I stiffened. “What do you mean by that?”

He sighed. “Don’t let your twenty-first century sensibilities mislead you. It’s a known fact. Men are hardier than women.”

“And by hardier, you mean…?”

He rolled onto his back and ran his fingers through his already deliciously mussed-up hair. “Emotionally stronger, okay? More in control of themselves. Not slaves to their emotions.”

I narrowed my eyes. “You’re on dangerous ground.” Once again, he was arrogant. Arrogant and proud of it!

“Relax. Women have their virtues as well.” He leaned in for another kiss, but I pushed him away.

“And what, pray tell, are a woman’s virtues?”

His face reddened. “Did you call me here in order to argue?”

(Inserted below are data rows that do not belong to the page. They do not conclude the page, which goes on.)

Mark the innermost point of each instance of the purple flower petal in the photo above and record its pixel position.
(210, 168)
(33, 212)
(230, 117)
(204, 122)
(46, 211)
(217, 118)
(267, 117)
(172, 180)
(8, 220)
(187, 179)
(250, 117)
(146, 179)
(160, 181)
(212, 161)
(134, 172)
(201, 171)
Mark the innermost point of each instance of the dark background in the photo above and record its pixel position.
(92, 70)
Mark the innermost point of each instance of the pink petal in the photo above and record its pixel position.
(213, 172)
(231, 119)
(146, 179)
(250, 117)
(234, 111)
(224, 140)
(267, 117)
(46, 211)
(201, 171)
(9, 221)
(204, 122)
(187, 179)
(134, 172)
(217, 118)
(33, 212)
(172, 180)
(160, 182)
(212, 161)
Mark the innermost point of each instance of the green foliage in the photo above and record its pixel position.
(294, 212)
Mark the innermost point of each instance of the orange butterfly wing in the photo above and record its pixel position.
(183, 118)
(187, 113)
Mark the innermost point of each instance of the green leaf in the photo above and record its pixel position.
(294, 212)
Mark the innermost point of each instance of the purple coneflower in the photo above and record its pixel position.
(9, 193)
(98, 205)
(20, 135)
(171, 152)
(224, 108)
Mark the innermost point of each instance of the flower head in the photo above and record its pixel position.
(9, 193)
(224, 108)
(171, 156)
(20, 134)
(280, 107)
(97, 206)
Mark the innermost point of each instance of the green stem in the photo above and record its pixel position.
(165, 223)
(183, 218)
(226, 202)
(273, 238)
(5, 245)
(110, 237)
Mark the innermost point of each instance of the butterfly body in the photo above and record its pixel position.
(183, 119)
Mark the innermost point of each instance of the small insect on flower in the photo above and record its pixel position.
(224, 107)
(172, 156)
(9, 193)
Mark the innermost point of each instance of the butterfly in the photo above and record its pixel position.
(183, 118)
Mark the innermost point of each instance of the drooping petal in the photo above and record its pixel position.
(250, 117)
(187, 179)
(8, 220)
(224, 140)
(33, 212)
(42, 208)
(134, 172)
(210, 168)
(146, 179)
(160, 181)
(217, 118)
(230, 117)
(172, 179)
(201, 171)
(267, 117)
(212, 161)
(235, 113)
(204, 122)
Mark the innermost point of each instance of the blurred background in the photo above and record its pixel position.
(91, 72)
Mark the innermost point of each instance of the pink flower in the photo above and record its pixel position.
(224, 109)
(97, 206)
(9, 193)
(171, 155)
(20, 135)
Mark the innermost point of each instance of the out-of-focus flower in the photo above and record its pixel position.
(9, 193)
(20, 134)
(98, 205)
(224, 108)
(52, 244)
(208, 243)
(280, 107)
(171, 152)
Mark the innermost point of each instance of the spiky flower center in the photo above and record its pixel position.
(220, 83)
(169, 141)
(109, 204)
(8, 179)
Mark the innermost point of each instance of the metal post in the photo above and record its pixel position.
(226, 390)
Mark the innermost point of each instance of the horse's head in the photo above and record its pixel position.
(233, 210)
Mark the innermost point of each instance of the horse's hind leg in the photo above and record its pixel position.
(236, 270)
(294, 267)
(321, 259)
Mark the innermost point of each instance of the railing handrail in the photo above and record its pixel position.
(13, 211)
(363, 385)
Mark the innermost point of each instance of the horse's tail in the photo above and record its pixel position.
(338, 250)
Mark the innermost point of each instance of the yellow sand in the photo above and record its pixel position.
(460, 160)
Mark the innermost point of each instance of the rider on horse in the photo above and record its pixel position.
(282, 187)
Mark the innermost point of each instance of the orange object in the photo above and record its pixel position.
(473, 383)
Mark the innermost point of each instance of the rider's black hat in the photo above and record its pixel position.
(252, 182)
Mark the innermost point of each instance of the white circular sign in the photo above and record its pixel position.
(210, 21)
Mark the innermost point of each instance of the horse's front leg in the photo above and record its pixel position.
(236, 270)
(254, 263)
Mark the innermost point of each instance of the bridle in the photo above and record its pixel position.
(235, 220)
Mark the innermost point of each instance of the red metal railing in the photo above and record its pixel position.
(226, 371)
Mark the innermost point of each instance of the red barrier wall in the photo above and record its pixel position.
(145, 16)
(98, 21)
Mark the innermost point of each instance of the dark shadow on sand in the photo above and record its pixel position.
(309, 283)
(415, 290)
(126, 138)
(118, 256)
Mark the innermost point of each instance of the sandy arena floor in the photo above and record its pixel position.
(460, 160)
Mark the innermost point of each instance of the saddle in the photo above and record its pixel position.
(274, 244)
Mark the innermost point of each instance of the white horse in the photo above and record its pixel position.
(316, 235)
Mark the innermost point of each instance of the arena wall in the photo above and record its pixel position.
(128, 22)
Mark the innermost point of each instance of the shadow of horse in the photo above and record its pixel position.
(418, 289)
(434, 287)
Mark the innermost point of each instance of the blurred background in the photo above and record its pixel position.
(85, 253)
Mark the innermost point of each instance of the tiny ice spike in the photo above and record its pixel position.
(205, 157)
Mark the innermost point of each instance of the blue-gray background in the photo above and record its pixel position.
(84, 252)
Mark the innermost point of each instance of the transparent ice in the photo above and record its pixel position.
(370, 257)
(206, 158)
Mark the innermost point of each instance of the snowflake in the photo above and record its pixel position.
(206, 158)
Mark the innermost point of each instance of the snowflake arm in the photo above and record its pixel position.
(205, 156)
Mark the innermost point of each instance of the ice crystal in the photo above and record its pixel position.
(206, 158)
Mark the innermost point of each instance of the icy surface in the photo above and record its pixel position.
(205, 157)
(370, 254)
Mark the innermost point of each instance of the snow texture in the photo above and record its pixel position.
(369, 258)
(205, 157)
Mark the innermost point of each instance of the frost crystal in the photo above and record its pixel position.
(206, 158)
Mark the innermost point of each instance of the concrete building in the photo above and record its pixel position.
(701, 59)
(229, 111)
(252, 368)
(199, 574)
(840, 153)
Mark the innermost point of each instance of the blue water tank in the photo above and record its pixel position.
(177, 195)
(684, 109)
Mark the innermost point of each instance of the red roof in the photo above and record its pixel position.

I was about to tell him that I hadn’t called him at all when an otherworld shimmer of energy brought me up short. When Mr. Clerk called my name from the kitchen, William jumped off me like he’d been burned. I buttoned my shirt and fastened my shorts as footsteps came up the stairs. With a miserable look of disappointment, William disappeared through the otherworld doorway in my bedroom. When Mr. Clerk knocked on my bedroom door, I uttered a cheerful, “Come in.”

That had been far too close for comfort. Not just because Mr. Clerk nearly caught us, but because I’d nearly done something I would have regretted.